8 steps to improve your sales process

8 steps to improve your sales process

The best business decisions are the ones that spark change — change that elevates company culture, impresses clients, and generates more revenue.

In an age where the business world is in nearly constant flux, leaders must be willing to change and advance every aspect of their operations. However, it’s important to note that change doesn’t have to be drastic or even particularly disruptive for employees, stakeholders, or customers.

Following the cause-and-effect principle that 80 percent of results come from 20 percent of your efforts, you can tighten specific aspects of your business to see positive results. One way to start is by taking steps to improve the sales process.

Reasons to improve the sales process

When you’re focused on the day-to-day grind of sales, it’s all too easy to get stuck in a subconscious mindset that resists change. You keep processes that were once efficient just because they’re familiar. Your team becomes complacent as they follow the only system they’ve known. And then you wonder why your sales numbers are slipping.

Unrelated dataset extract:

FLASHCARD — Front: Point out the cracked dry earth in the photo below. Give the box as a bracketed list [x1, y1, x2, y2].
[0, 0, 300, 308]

But when you improve the sales process, you reinvigorate your team and your company’s purpose. After getting through the initial resistance to change, employees become excited about doing their part.

Plus, change can lend a sheen of novelty to your sales process that makes it more attractive to your team. This enthusiasm shows up in their work and becomes apparent to clients and leads, especially when those improvements make their lives easier too.

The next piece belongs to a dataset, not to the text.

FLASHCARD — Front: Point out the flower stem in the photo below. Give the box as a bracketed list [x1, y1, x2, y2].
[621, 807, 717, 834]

As the last several years showed, business leaders must be ready for changes at any moment. In an environment where success isn’t guaranteed, there are too many tools, too many resources, and too much competition to not continuously up your sales game.

In fact, the Harvard Business Review found that successful sales teams have tight and structured sales processes and high accountability for sales representatives — both results of cultures willing to improve the sales process often.

Pro Tip

Use Jotform Presentation Agents to automate product demos and presentations, enabling sales teams to reach more prospects, engage them interactively, and provide on-demand experiences that drive higher conversions.

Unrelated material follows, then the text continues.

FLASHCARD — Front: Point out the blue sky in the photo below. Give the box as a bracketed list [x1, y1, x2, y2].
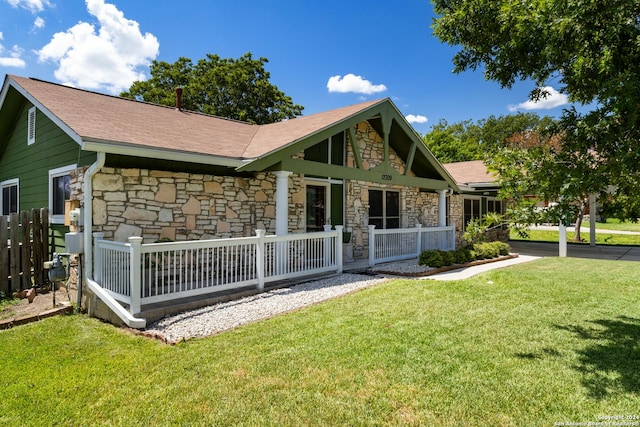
[0, 0, 566, 134]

8 steps to improve the sales process

Sales managers may feel overwhelmed at the thought of improving their entire way of working. But effective improvement doesn’t have to mean massive overhauls. Try these four steps to improve the sales process gradually and sustainably.

1. Revisit and revamp your goals

All business processes are part of a bigger picture. Whatever companies want to achieve — higher revenue, increased customer engagement on social media, and so on — they do so by setting specific goals.

Change starts from the top down, so addressing your sales goals is the first priority in improving your sales process. Goals guide your work each day. Whether you’re simply not meeting them or your progress toward them has been slow, you should examine how they’re serving you and your sales team.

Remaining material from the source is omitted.